Invariant Subspaces of $C_c^\infty(\mathbb{R})$

Question

Does there exist a nontrivial subspace of $C_c^\infty(\mathbb{R})$ that is invariant under (horizontal) translation (i.e. any element of this subspace must also have its translates in the subspace)? I thought the answer is yes, but after trying examples such as the bounded functions of $C_c^\infty(\mathbb{R})$ (which yields the trivial subspace of itself) and analytic functions of $C_c^\infty(\mathbb{R})$ (which appears to yield the trivial zero subspace), I am not so sure.

Answer 1

I think your idea to consider analytic functions could work.

Let $f \in C^\infty(\mathbb{R},\mathbb{R})$ be a function which is nowhere real analytic (see https://en.wikipedia.org/wiki/Non-analytic_smooth_function#A_smooth_function_which_is_nowhere_real_analytic).
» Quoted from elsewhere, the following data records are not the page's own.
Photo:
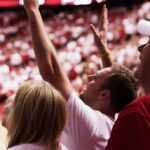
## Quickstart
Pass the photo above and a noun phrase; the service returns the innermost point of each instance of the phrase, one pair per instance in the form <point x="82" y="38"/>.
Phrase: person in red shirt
<point x="132" y="129"/>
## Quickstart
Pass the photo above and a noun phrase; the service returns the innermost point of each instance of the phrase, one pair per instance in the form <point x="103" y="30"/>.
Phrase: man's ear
<point x="105" y="94"/>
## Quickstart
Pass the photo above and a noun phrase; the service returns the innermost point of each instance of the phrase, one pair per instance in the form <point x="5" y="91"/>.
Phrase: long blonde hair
<point x="38" y="115"/>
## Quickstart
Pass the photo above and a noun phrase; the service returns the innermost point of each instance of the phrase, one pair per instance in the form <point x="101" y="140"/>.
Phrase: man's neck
<point x="108" y="112"/>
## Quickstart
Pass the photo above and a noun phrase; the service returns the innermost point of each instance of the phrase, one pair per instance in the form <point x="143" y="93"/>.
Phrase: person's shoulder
<point x="26" y="147"/>
<point x="140" y="106"/>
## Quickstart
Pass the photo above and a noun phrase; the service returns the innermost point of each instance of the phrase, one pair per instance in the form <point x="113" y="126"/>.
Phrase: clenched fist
<point x="31" y="4"/>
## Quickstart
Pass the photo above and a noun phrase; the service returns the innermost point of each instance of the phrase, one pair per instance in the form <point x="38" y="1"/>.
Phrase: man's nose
<point x="140" y="48"/>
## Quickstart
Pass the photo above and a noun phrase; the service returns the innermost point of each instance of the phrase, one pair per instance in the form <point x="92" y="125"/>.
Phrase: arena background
<point x="67" y="23"/>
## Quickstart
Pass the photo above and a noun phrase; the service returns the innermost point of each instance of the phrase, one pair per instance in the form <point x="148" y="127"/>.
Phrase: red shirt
<point x="132" y="129"/>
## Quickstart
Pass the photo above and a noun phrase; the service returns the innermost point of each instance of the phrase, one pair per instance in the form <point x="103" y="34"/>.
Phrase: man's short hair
<point x="122" y="85"/>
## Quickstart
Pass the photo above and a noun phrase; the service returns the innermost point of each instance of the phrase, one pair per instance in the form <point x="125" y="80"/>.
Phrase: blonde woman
<point x="37" y="117"/>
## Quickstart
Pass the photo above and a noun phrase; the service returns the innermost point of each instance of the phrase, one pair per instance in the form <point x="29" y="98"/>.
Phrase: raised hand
<point x="31" y="4"/>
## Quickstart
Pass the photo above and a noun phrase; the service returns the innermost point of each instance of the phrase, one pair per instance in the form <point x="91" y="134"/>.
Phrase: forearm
<point x="47" y="59"/>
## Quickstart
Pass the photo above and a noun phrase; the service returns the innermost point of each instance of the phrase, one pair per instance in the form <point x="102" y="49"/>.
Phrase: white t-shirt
<point x="86" y="129"/>
<point x="31" y="147"/>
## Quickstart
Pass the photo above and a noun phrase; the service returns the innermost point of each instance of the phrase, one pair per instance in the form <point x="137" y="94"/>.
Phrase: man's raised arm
<point x="100" y="38"/>
<point x="48" y="63"/>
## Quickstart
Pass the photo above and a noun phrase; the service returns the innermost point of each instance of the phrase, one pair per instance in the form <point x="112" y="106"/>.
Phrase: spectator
<point x="132" y="129"/>
<point x="83" y="121"/>
<point x="37" y="117"/>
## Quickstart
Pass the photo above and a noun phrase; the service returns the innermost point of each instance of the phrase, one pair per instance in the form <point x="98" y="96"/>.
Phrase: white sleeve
<point x="83" y="121"/>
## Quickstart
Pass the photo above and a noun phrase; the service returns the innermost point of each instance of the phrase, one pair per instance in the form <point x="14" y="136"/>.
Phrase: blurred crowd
<point x="70" y="33"/>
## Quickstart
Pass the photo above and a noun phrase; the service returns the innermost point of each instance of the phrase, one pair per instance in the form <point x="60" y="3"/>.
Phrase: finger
<point x="93" y="29"/>
<point x="103" y="18"/>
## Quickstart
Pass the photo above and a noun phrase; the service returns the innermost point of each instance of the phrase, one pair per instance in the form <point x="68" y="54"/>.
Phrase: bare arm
<point x="48" y="63"/>
<point x="100" y="38"/>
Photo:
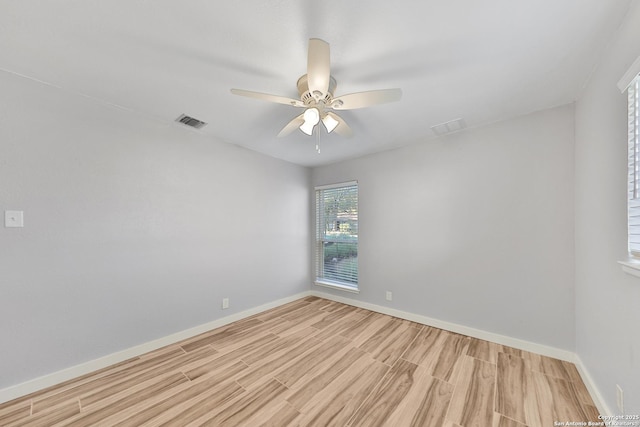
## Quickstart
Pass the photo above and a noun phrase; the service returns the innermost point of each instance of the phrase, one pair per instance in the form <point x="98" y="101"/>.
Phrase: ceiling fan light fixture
<point x="329" y="123"/>
<point x="311" y="118"/>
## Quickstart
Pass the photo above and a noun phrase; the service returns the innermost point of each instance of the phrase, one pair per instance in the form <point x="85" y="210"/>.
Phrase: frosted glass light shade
<point x="311" y="118"/>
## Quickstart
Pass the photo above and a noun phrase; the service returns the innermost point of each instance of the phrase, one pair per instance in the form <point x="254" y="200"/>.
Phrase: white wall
<point x="134" y="229"/>
<point x="607" y="300"/>
<point x="475" y="228"/>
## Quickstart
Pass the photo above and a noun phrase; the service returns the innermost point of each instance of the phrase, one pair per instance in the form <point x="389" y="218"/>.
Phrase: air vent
<point x="190" y="121"/>
<point x="449" y="127"/>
Let $$ g(x):=\exp(-\frac{1}{1-x^2}) ~ (x \in (-1,1)) \quad g(x)=0 ~ (|x|\ge 1). $$ Then $g \in C^\infty_c(\mathbb{R})$ and $g$ is real analytic in each $x \in \mathbb{R}\setminus \{-1,1\}$. Set $$ U= {\rm span} \{x\mapsto g(x+c): c \in \mathbb{R}\}. $$ Each $h \in U$ is of the form $$ h(x)=\sum_{k=1}^n \alpha_k g(x+c_k), $$ hence the set of points where $h$ is not real analytic is finite. Now $gf \in C^\infty_c(\mathbb{R})\setminus U$ since the set of points where $gf$ is not real analytic contains $(-1,1)$.

Answer 2

Take any nonzero $\psi\in C^\infty_c(\mathbb R).$ Then $\int_{-\infty}^{\infty} \psi'(x)\,dx=0$ and the same is valid for any rescaling and translation of $\psi,$ as well as for any finite sum of such.

Now let $X$ be the linear space generated by all translations and rescalings of $\psi'.$ Then, for all $\varphi\in X$ one has $\int_{-\infty}^{\infty} \varphi(x) \, dx = 0$ so $X$ is a nontrivial subspace of $C^\infty_c(\mathbb R).$

Easier Just take $X = \{ \varphi\in C^\infty_c(\mathbb R) \mid \int_{-\infty}^{\infty} \varphi(x) \, dx = 0 \}.$